For U.S. steel stocks, it’s beginning to feel a bit like déjà vu. More specifically, it’s beginning to feel a whole heck of a lot like 2009.
In almost a repeat of that year, prices for all manners of steel products have cratered in the wake of slowing demand and rising output. Rising supplies and lower demand is never a good thing for any company or for steel stocks.
And like that year, steel stocks have pretty much plunged from their recent highs.
But as it goes on Wall Street, yesterday’s trash could be tomorrow’s superstar. The question for investors now is whether or not the various steel stocks are worth picking up off the floor and placing them in your portfolio.
Steel’s Divergent Viewpoints
After rebounding rather nicely since the end of the recession, last year wasn’t so kind to steel stocks. Rising production from low-cost producers in China and South Korea have flooded the market. China currently produces more than half of the world’s steel supply, but continued to add capacity. During 2014, the nation added more than 20 million metric tons worth of new production to the marketplace.
That rising output has been met with stagnating demand.
China’s steel appetite has diminished as its economic miracle begins to cool off. At a 7% projected GDP growth rate, China is still cranking out more steel that it can even use. And as the largest consumer of the metal, that’s a big problem — a problem that’s compounded further by the rest of the world.
Both the global auto and nonresidential construction industries — two of the largest end-users of steel — still haven’t rebounded to pre-recession highs. Meanwhile, coiled tubing demand has dropped by the wayside as the oil and gas bust has killed demand for drilling pipe and midstream infrastructure.

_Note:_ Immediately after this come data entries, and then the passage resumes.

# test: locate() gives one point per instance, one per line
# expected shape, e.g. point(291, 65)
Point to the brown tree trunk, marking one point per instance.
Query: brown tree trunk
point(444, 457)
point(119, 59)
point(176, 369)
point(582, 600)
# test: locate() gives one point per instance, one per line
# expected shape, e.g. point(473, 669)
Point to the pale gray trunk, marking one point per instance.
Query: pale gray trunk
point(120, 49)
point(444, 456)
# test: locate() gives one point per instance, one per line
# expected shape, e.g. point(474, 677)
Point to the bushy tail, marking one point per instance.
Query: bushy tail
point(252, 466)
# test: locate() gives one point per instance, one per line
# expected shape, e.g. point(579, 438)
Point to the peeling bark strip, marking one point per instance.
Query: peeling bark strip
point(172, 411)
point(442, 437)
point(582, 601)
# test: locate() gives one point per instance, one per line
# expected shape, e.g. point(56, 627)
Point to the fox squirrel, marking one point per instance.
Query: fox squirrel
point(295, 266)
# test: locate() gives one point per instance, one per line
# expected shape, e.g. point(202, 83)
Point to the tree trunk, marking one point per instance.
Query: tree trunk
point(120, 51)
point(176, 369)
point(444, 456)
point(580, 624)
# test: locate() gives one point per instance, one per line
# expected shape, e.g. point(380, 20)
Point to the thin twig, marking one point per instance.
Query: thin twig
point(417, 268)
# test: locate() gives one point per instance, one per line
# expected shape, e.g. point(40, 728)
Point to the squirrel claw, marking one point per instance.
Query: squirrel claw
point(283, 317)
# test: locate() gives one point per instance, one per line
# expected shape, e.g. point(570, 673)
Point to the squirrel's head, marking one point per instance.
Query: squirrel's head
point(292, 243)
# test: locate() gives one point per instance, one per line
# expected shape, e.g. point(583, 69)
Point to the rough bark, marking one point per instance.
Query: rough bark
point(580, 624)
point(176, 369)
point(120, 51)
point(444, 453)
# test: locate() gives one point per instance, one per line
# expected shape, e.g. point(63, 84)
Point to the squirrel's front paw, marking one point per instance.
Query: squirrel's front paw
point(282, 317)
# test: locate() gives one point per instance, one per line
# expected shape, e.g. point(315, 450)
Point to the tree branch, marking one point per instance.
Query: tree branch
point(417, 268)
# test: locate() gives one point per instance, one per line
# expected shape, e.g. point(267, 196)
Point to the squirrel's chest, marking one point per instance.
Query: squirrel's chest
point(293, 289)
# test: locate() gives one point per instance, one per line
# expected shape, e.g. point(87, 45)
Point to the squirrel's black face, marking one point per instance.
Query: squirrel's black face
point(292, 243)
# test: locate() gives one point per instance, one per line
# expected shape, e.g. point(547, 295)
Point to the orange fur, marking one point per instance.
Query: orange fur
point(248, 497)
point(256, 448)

And while overall global demand for steel has ticked up slightly — due to a relatively strengthening global economy — the sheer glut of cheap steel is still more than the market can handle.
With the supply/demand imbalance in tow, steel’s benchmark hot-rolled coil index has fallen by more than 17% since the beginning of the year and sits near $500 per ton. That’s in line with global steel price averages and is at the lowest price since August 2009.
Needless to say, all of this hasn’t exactly been great for the various steel stocks margins or profits. Or their share prices. The NYSE Arca STEEL Index — which tracks a basket of U.S. steel stocks — is down about 37% over the last 52 weeks.
But there is some glimmer of hope on the horizon that could make the dour situation in the steel sector much brighter.
First, the overcapacity issues may finally be working themselves through. With prices for steel in the toilet, many Chinese mills are teetering on financial collapse. Default risks and bankruptcies have continued to rise over the last year or so. Mill closures will take some of the excess capacity out of the marketplace. Also helping is Beijing’s recent stance to fight the overcapacity and reduce pollution/emissions in the nation.
In North America and Europe, many steel mills have begun to lower capacity or shut down mills indefinitely as prices have become too cheap for profitability. Like the closures in China, these cuts will take some of the bite out of the excess capacity.
On the demand side, India seems to be picking up China’s slack. The election of reformist Prime Minister Narendra Modi has boosted infrastructure spending and investment in the nation. According to Moody’s Investor Services, this surge in infrastructure spending will help grow India’s steel demand by the high single digits this year.
Time To Buy Steel Stocks
In the medium term, the outlook for the steel sector isn’t necessarily so bad. Overall, the capacity overabundance should break as new demand drivers begin to pick up.
The problem is getting to that point. Many analysts still predict that the steel shakeout could be keep going for some time before it finally rebounds.
Investors still have a chance to snag some of the steel stocks on the cheap. And given how bumpy the ride could be, a broad approach could be the best way to get in.
The Market Vectors Steel ETF (NYSEARCA:SLX) is currently the only “pure” way to get your steel exposure. While the ETF does include some coverage to iron ore producers — Vale SA (ADR) (NYSE:VALE) and Rio Tinto plc (ADR) (NYSE:RIO) — SLX its chocked full of global steel stocks, both low-cost companies and specialty producers.
Of the fund’s 29 holdings, roughly 37% are located in the United States. Those stocks have the most to gain as the steel sector finally rebounds. Meanwhile, low-cost producers such as Korea’s POSCO (ADR) (NYSE:PKX) offer a chance to profit from the low steel price environment.
As for value, SLX can currently be had for only a price-to-earnings ratio of 12. That makes the steel industry one of the cheapest sectors around. And while the SLX could drop more over the next few moves as the shakeout persists, that cheapest does provide a margin of safety — much of the worst has already been priced in.
The Bottom Line
The steel stocks are pretty hated right now and there is plenty of reasons why. However, that hatred has made them an interesting bargain versus the rest of the commodities space. And with the near-term picture not so cloudy, they could finally rebound.
The SLX could be the best way to play them.
As of this writing, Aaron Levitt did not hold a position in any of the aforementioned securities.